Hola Jorf. si solo tiene un transistor , es un merito , si la antena es telescopica ,influye mucho el largo, dependiendo de la frecuencia, usa una colocandola en el centro, de una chapa de unos 30cm X 30cm, te mando unas paginas, espero te ayuden, suerte un saludo
http://www.monografias.com/trabajos6/ante/ante.shtml
http://www.pablin.com.ar/electron/circuito/instlab/fuente57/index.htm
http://www.unicrom.com/Tut_reg_con_zener.asp


----------



## JUANZ (Mar 31, 2006)

Hola. Podrías poner el esquema de este emisor de FM? Gracias

Saludos
JUAN


----------



## Jorf (Mar 31, 2006)

La fuente que yo utilizo es con un 7812, con sus respectivos capacitores de entrada y salida, pero sin embargo el rizado permanece... Veré de agregarle más capacitores, voy a probar con uno de 6800 micros a ver que le parece. Aunque ya probé un poco y me baja el voltaje de 12 a 8 Volt. Pregunto, como se conecta un capacitor electrolítico en la fuente? El mas al menos y el menos al mas o al revés, estoy confundido.
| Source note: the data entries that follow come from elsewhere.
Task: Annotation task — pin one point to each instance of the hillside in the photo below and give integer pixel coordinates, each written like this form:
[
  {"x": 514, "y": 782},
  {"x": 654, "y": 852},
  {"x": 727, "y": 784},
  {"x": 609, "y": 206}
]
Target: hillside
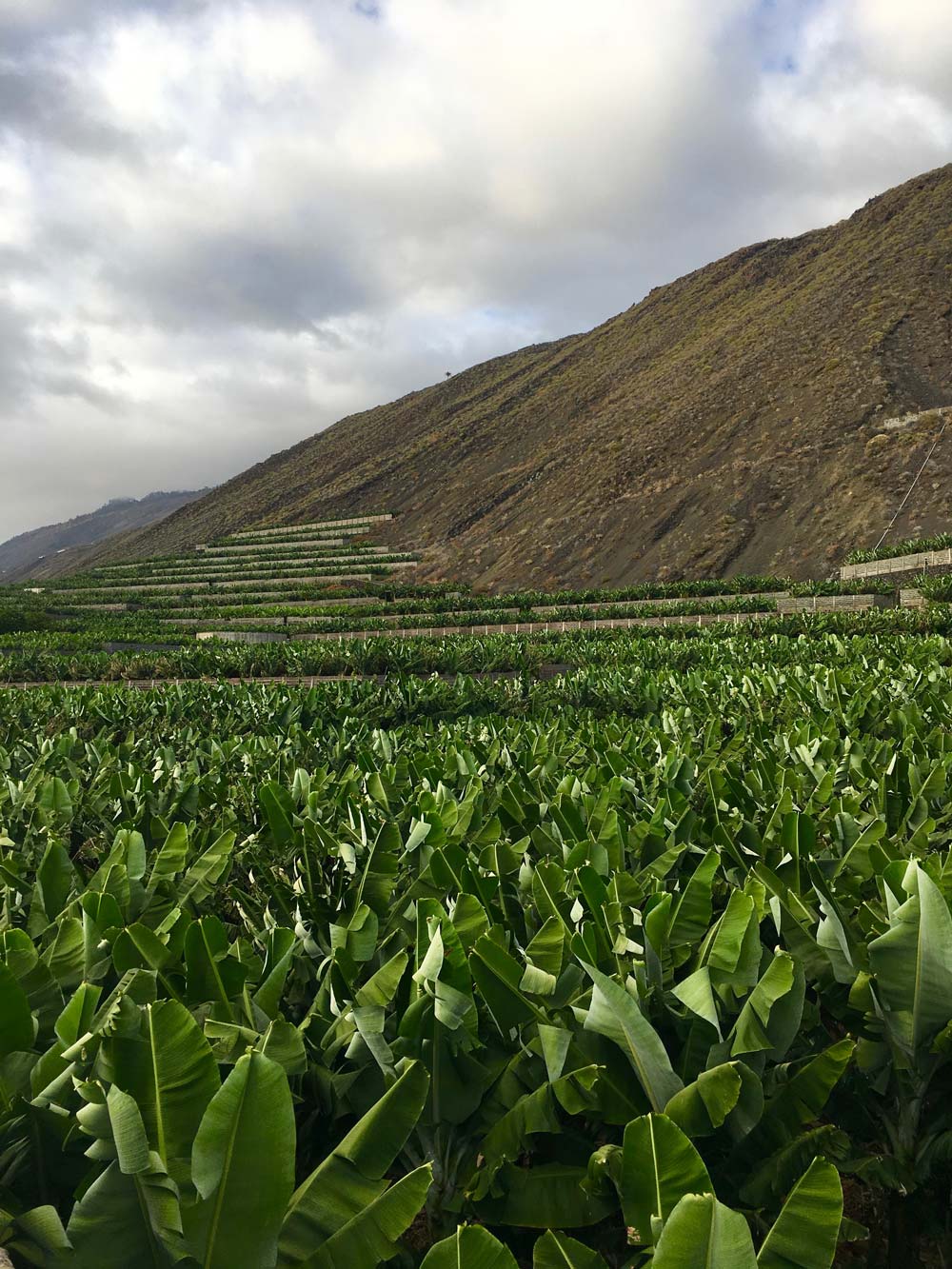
[
  {"x": 735, "y": 420},
  {"x": 55, "y": 547}
]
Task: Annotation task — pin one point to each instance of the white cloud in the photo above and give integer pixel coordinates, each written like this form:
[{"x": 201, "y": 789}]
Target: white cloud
[{"x": 224, "y": 225}]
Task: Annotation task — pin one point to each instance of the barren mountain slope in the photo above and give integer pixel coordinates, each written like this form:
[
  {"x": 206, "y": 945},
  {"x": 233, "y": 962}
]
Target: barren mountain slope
[{"x": 730, "y": 422}]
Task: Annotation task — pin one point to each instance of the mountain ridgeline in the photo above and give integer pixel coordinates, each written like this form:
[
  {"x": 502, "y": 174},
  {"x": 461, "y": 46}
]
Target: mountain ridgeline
[
  {"x": 741, "y": 419},
  {"x": 56, "y": 547}
]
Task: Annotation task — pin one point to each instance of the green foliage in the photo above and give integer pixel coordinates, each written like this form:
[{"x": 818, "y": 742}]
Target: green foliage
[{"x": 562, "y": 972}]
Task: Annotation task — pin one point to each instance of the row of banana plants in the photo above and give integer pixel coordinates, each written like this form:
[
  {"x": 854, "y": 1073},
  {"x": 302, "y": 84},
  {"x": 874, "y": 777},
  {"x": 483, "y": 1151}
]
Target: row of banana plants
[
  {"x": 626, "y": 986},
  {"x": 471, "y": 654}
]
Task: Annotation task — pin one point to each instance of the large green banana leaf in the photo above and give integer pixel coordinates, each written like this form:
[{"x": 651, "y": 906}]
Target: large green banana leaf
[{"x": 243, "y": 1168}]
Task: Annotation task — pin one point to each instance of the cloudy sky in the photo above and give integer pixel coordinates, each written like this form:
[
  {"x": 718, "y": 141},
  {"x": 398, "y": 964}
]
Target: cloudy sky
[{"x": 225, "y": 224}]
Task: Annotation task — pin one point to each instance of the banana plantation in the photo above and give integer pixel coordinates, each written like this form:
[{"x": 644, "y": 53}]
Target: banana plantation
[{"x": 646, "y": 964}]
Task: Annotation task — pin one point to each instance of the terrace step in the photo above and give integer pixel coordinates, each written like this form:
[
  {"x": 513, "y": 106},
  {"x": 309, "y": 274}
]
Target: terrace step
[
  {"x": 483, "y": 631},
  {"x": 834, "y": 603},
  {"x": 318, "y": 525},
  {"x": 924, "y": 561}
]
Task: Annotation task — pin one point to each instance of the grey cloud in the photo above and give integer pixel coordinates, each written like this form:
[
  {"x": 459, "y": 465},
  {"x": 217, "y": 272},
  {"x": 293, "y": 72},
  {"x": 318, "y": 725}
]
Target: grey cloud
[
  {"x": 225, "y": 224},
  {"x": 46, "y": 106}
]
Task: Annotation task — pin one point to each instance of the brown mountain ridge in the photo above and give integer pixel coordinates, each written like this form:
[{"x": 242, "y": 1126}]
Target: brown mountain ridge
[{"x": 737, "y": 420}]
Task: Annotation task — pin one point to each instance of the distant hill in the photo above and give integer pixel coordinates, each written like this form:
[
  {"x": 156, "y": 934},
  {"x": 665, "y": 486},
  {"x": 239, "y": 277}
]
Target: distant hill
[
  {"x": 41, "y": 552},
  {"x": 737, "y": 420}
]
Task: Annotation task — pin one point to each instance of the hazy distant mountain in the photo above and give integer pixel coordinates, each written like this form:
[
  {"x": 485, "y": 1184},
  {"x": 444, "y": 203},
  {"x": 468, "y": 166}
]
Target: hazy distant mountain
[
  {"x": 745, "y": 418},
  {"x": 30, "y": 555}
]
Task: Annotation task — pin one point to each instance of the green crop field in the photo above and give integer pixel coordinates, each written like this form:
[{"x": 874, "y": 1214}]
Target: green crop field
[
  {"x": 560, "y": 947},
  {"x": 650, "y": 963}
]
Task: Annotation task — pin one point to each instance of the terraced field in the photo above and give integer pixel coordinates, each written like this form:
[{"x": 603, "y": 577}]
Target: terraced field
[{"x": 604, "y": 930}]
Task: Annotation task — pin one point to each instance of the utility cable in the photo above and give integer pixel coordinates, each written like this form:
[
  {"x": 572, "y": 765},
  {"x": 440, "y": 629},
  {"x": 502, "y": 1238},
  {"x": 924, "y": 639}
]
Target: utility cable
[{"x": 916, "y": 481}]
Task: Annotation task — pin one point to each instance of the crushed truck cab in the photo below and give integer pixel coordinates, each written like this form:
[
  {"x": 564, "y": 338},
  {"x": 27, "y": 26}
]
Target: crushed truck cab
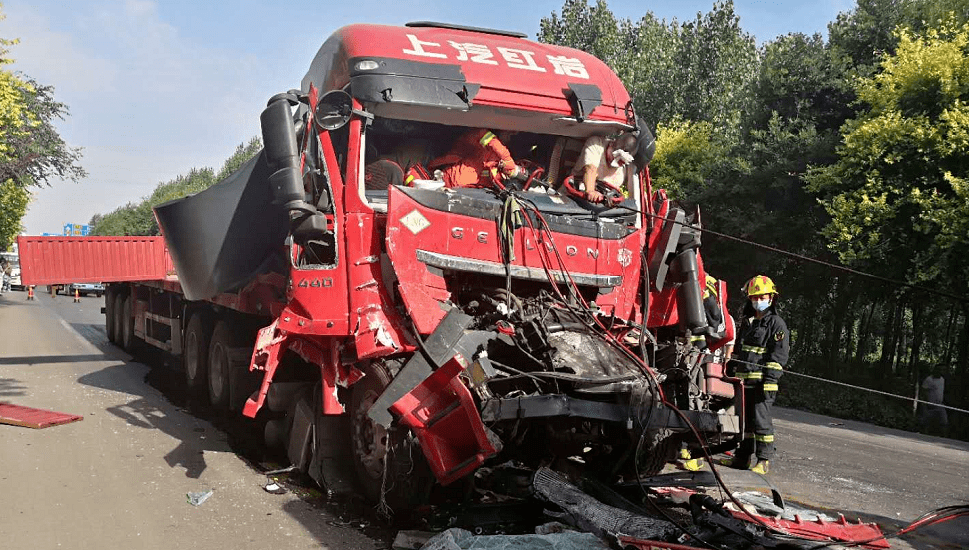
[{"x": 398, "y": 334}]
El circuito que armé es el de electronica2000 que dice emitir hasta 2Km, cosa que dudo mucho. Lo que si hice la plaqueta impresa, porque intenté en una placa universal pero no andubo bien.


----------



## pepepuerto (Mar 31, 2006)

Hola, por tu ultima pregunta, creo que debes leer mas electronica  ( no te enfades ) te mando unas paginas para que te entretengas en leerlas , los condensadores electroliticos son los que tienen polaridad, el positivo ,al positivo ,suerte y saludos 
http://cajon.webcindario.com/CURSO.htm
http://www.pablin.com.ar/electron/index.htm


----------



## Jorf (Mar 31, 2006)

No me enfado pero te cuento, hay dos cosas que nunca me puedo acordar, las aprendo en el momento pero me olvido. Una vez vi un capacitor de estos puesto al reves y de ahí siempre me confundo y otra, viste la representación de los capacitores electrolíticos en un plano, es un cuerpo grande y otro mas chiquito, nunca me acuerdo cual es el mas y el menos!!! Al igual que cuando es una cara pintada del simbolito y otra no, también me confundo... Y bué, son cosas pendientes que NUNCA me pude acordar, debe ser un trauma.


----------